What does eigenanalysis help to do?

  • Let's try to understand what \(\mathbf{Ax} = \lambda \mathbf{x}\) is really asking.
  • Can we find a pair of \(\lambda\) and \(\mathbf{x}\) such that when a matrix \(\mathbf{A}\) is applied to \(\mathbf{x}\), it doesn't change the direction and just scales the vector?
  • If we can find such a pair, then everytime we do something with \(\mathbf{Ax}\) in some mathematical operation, we can replace it with \(\lambda \mathbf{x}\).

What does eigenanalysis help to do?

  • Consider \(\mathbf{A} = \left(\begin{array}{cc} 5 & -1\\ -2 & 4 \end{array}\right)\) and \(\mathbf{x} = \left(\begin{array}{c} 1 \\ -1 \end{array}\right)\).
    • what if we now want to calculate \(\mathbf{A^{20}x}\)?
    • what if we now want to calculate \(\mathbf{A^{-1}x}\)?
  • Computationally, we would rather work with scalars than matrices and this is what eigenanalysis helps us do.
  • But what if we are not lucky enough to be asked to multiply a matrix by one of its eigenvectors?

Advantages of eigenanalysis

  • It enables us to replace a matrix with a scalar when we have the opportunity to change our coordinate system to the eigenvectors of a matrix.
  • We can express any vector in terms of this new coordinate system.
  • We can use the fact that \(\mathbf{Ax} = \lambda \mathbf{x}\) to simplify calculations.
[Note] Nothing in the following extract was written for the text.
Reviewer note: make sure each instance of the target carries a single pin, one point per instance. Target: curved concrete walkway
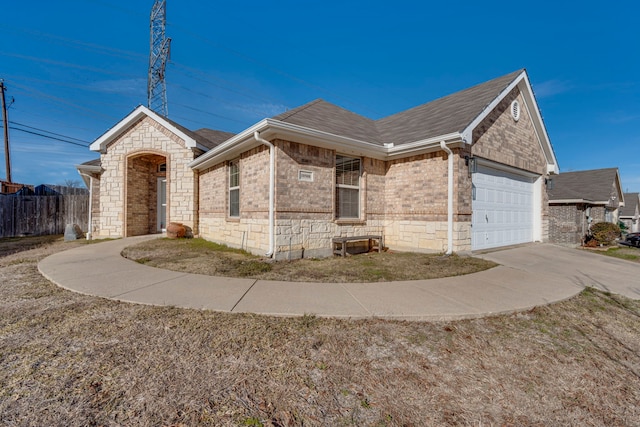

Application of Eigenanalysis: Google

How to know page rank?

  • How does the search engine know which pages are the most important?
  • Google assigns a number to each individual page, expressing its importance.
  • This number is known as the PageRank and is computed via the eigenvalue problem \(Aw = \lambda w\), where \(A\) is based on the link structure of the Internet.

Google's pagerank

  • Suppose we have a set of webpages \(W\), with \(|W|=n\) as the number of webpages.
  • We define a connectivity (adjacency) matrix \(A\) as follows: \(A_{i,j}\) is 1 if there is a hyperlink from page \(i\) to page \(j\) and 0 otherwise.
  • Typically \(A\) is huge (27.5 billion x 27.5 billion in 2011), but extremely sparse (lots of zero values)

A small example

  • Consider the small set of five webpages.
  • The connectivity matrix is \[A = \left(\begin{array}{ccccc} 0 & 1 & 0 & 1 & 1\\ 0 & 0 & 1 & 1 & 1\\ 1 & 0 & 0 & 1 & 0\\ 0 & 0 & 0 & 0 & 1\\ 0 & 0 & 1 & 0 & 0 \end{array}\right)\]

A small example

  • The ranking of page \(i\) is proportional to the sum of the rankings of all pages that link to \(i\): \(r_4 = \alpha(r_1 + r_2 + r_3)\).
  • So this is a system of \(n =5\) linear equations: \[r = \alpha A^T r, ~\text{or}~A^T r = (1/\alpha) r.\]
  • The ranking vector is treated like a probability of relevance, so we need to then rescale so that \(\Sigma_{i=1}^n = 1.\)
  • Go to R and compute pageranks.

What you need to realise for now

  • Finding the eigenvalues and eigenvectors of a massive matrix is computationally challenging though (don’t try to solve the characteristic polynomial!)
  • and you will learn numerical techniques later.